The doctrine was first announced in U.S. ex rel Accardi v. Shaughnessy, 347 U.S. 260 (1954). --------
In some instances, however, strict application of the Accardi doctrine is unwarranted. First, "the doctrine does not apply to an agency's departure from purely procedural rules that do not invade fundamental constitutional rights or are not mandated by statute, but are adopted for the orderly transaction of agency business." Id. The timing rules fall squarely into this category. Moreover, "[w]here the Accardi doctrine is applicable...prejudice to the complainant is necessary before the courts vacate agency action." Id. at 504. The burden of showing prejudice rests with the complainant. Id.
We see no prejudice here. Although no Maryland case has definitively established what constitutes "prejudice" when an agency violates a self-imposed time restraint on the holding of a hearing, this Court has determined that, in the context of due process, an administrative delay may hold constitutional significance, depending on the length of the delay, the reason for the delay, whether the complainant made an attempt to expedite the proceedings, and whether the complainant suffered actual prejudice, i.e., loss of witnesses or other important evidence. Desser v. Department of Health & Mental Hygiene, 77 Md. App. 1, 11-13 (1988).

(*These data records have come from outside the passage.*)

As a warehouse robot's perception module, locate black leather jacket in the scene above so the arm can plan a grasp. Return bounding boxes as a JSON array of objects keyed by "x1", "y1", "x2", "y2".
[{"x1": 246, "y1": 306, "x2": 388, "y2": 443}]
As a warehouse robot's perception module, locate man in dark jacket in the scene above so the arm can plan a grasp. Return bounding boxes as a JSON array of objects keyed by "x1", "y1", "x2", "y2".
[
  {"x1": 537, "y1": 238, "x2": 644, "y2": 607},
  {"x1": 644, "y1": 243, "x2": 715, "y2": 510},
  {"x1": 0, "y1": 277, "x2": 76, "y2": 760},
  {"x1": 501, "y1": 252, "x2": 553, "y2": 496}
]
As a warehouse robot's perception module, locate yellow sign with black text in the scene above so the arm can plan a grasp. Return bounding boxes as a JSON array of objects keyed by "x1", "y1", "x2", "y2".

Even so, the reasons for the delay attributable to the County Board were innocuous. If anything, Mua was partly to blame for the delay, and there is little evidence that he tried to expedite the process. Finally, the evidence presented to the State Board failed to establish that Mua suffered actual prejudice. Thus, we hold that the State Board did not err on these grounds.
As to the State Board's findings on the merits of his termination, Mua has not presented any substantive argument or citation to the record that would refute these findings. Rather, Mua's primary argument is that his termination was the result of harassment, discrimination, retaliation, and several conspiracies involving members of the State Board, members of the County Board, and officers of the court. As previously discussed, however, our review of the State Board's decision is limited to: (1) whether the agency's findings were supported by substantial evidence; (2) whether the agency committed any substantial legal error; and (3) whether the agency acted arbitrarily or capriciously. Para v. 1691 Ltd. Partnership, 211 Md. App. 335, 354 (2013). In short, this appeal is not the appropriate forum for the relitigation of claims that were presented, or should have been presented, to the agency.
In light of the record as presented to the State Board, we hold that its decision was supported by substantial evidence and was not arbitrary, illegal, or capricious. Accordingly, we affirm the judgment of the circuit court.
JUDGMENT OF THE CIRCUIT COURT FOR PRINCE GEORGE'S COUNTY AFFIRMED. COSTS TO BE PAID BY APPELLANT.